Car buyers tend to prefer vehicles with the latest designs and features, so sales of familiar models can get a boost after the model has been updated. Manufacturers will typically refresh existing models every five to 10 years. When a car is nearing the end of that cycle, sales will often slow. And when a car is discontinued, sales can plummet.
Most of the vehicles on this list should come as no surprise. Nine of the 15 cars with the slowest days to turn in 2017 were also among the slowest-selling cars in recent years. The Nissan Quest, Cadillac ATS, Cadillac XTS, Buick Verano, Chrysler 200, and Dodge Dart were all among the cars with the longest days to turn in 2016. The Buick Lacrosse, Cadillac CTS, and Toyota Yaris also were among the slowest-selling cars in years past. The Cadillac ATS has made the list every year since 2015, the only car to do so.

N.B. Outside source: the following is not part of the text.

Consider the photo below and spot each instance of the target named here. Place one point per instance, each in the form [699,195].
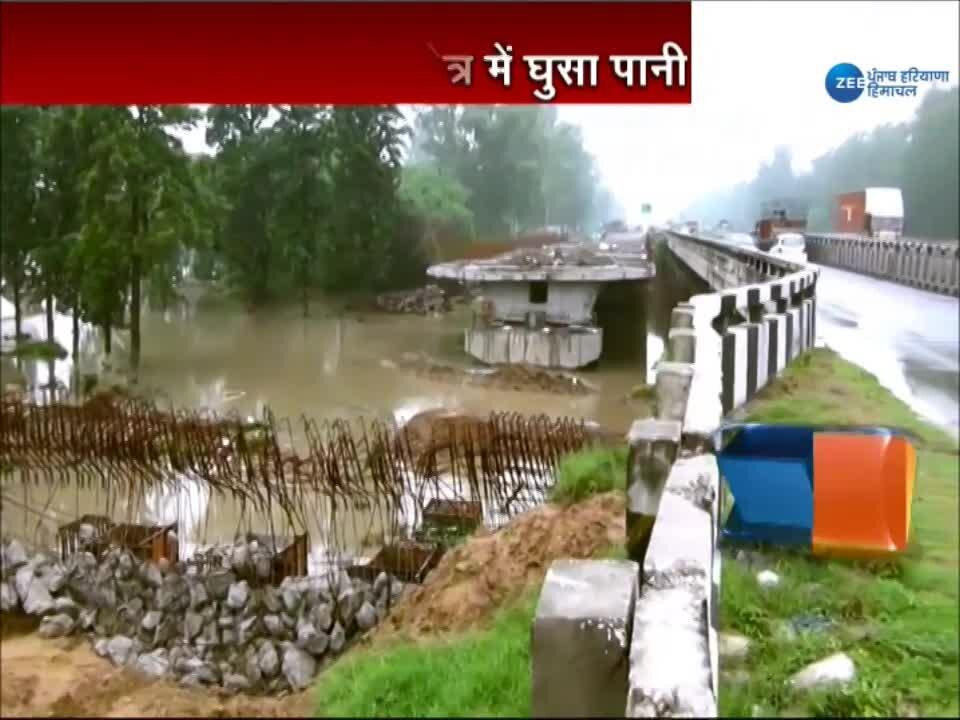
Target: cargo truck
[788,215]
[873,212]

To determine the cars Americans don’t want to buy, 24/7 Wall St. reviewed days to turn figures in 2017 provided by Kelley Blue Book. Days to turn refers to the average number of days a model sat on the dealer’s lot before being sold. Cars that sold under 1,000 units were not considered. Each car’s starting price is from the manufacturer’s website. Vehicles with “N/A” listed as their starting price no longer have a starting price listed on their manufacturer’s website.